We strive to be invisible. If umpires are discussed after a game, we probably didn’t do a spectacular job. When we’re not noticed, that’s spectacular enough. We relish being the only people who don’t care who wins.
It’s reward enough to be constantly learning, hopefully improving at something physically and mentally challenging at an age when others might be content on a couch.
The lessons take many forms. As the base umpire at a game at Thousand Oaks High this season, I looked to my left and noticed the first base coach, Rod Stillwell, backed up a good 10 feet behind the coach’s box.
Stillwell led Thousand Oaks to its only Southern Section title in 2003, and his brother Kurt enjoyed a long major league career. He knows the game, and if he backed up it was for a good reason. What’s up? I asked.
“This guy scares me,” he said, nodding toward the batter’s box, where stood left-handed Roc Riggio, the subject of well-deserved headlines for his power.
The opposing first baseman, meanwhile, crept forward, anticipating a bunt. I knew I should move up a few steps as well, so if a low line drive was hit to the first baseman, I could determine if it was a catch or a trap.
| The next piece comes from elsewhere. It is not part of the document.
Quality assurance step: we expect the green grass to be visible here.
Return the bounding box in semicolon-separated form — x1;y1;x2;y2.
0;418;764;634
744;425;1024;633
I felt like yelling to the first baseman, “Roc Riggio is not going to bunt!” but, of course, I couldn’t do that. My choice was proper umpire positioning or self-preservation, and I stepped forward. Riggio turned on a pitch and hit a rocket the right fielder caught at the warning track. I exhaled and so did Stillwell.
The head coach at Thousand Oaks is Jack Wilson, for 12 years a major league shortstop. He’s one of several former major leaguers coaching in the Channel Coast umpire circuit. As a sports journalist of more than 35 years, I wrote stories about several of them long before they became coaches and I became an umpire.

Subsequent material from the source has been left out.